One advantage of being active in the early days of the Internet is we experienced a completely different World Wide Web than those who have only experienced the current version dominated by perverse incentives.

In its initial incarnation, the Web was not ruled by algorithms extracting wealth by collecting and selling every bit of information from our activity online. To post content, you needed a domain name / DNS and a host for your website. Search engines (Google) tracked incoming and outgoing links between sites, and assigned a page rank based on the number and quality of the incoming links to your site.

Sites with large numbers of incoming links were given high page ranks, as the content was assumed to be valuable enough to attract other sites to link to it. These higher ranked sites were placed at the top of the list of search results.

This simple system was difficult to game. yes, you could set up 100 websites that linked to each other to give the appearance of many incoming links, but each of those links were worthless because they had no incoming links of high quality, i.e. links from sites with numerous incoming links.

Private communication was email, and you could post a comment on public forums / message boards.

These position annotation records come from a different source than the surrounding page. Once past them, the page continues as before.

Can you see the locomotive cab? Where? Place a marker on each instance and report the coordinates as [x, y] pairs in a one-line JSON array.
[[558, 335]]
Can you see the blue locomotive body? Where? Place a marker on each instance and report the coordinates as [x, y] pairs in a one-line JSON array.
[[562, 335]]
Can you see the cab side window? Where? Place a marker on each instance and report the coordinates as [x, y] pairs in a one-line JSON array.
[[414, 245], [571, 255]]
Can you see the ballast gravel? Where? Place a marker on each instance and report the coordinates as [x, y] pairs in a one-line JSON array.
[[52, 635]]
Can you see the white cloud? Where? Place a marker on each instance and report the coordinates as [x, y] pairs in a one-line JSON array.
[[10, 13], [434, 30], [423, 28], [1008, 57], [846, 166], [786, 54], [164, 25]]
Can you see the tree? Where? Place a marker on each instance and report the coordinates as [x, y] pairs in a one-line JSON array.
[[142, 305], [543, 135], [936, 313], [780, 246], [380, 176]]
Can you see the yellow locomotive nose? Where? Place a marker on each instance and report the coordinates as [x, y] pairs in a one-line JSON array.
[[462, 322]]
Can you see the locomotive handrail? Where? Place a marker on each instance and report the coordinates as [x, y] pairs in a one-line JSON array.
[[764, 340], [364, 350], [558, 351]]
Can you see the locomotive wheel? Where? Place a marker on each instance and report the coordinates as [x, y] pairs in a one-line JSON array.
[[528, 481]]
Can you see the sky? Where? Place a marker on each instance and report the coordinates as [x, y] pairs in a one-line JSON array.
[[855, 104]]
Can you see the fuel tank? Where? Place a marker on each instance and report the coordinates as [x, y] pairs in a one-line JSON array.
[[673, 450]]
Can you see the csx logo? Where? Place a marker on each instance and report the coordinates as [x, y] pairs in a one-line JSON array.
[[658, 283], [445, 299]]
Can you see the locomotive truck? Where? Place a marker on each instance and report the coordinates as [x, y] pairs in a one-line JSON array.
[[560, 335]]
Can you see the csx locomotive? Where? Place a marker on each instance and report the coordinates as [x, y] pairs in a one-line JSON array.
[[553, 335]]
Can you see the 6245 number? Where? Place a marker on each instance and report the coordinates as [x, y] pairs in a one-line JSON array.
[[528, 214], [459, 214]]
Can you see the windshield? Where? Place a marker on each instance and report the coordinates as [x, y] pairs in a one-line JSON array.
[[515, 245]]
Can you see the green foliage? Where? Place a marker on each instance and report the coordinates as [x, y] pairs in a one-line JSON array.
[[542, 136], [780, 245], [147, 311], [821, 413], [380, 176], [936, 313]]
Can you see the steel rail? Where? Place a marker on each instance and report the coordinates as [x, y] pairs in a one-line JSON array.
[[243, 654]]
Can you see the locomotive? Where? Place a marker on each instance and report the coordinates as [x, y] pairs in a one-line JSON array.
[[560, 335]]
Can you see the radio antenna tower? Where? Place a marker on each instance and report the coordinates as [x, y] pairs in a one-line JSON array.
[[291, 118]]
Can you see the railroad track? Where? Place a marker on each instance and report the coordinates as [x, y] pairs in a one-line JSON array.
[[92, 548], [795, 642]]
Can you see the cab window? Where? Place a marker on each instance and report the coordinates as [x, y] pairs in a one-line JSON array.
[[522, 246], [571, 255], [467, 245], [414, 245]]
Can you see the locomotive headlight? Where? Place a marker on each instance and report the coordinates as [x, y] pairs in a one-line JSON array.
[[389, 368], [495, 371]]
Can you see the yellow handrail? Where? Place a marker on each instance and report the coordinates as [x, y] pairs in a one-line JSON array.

If your site had a comments section, you curated it yourself.

If you wanted to monetize your website, you could sell space for display adverts that weren't targeted to visitors; every visitor saw the same advert. Or you could sell a product or service, or offer a tip jar for those who wanted to support your content.

Search engines directed users to a ranked list of websites that were deemed most likely to be relevant to the search topic.

There were no platforms that collected visitors' information and sold it, monetized your content and then gave you a negligible slice of the revenues and ranked links by who paid them the most to "sponsor" the link. You kept any money made from adverts, sales or visitor contributions.

Compare this authentic, self-organizing system with the perverse incentives embedded in today's Web. Since web traffic now flows primarily through a handful of Big Tech social media / search platforms that monetize both users and content creators, the only way to earn any money is to 1) do whatever it takes to goose your posts to go viral, i.e. click-bait that attracts thousands or millions of views, and 2) generate as much content as possible to "win" by quantity, not quality.

The meager revenue shares offered by Big Tech follow a power-law distribution: the vast majority of the earnings go to a handful of top earners and a small percentage of high earners (which I define as earning a sum that qualifies as a middle-class income) and the vast majority of content creators earn very little.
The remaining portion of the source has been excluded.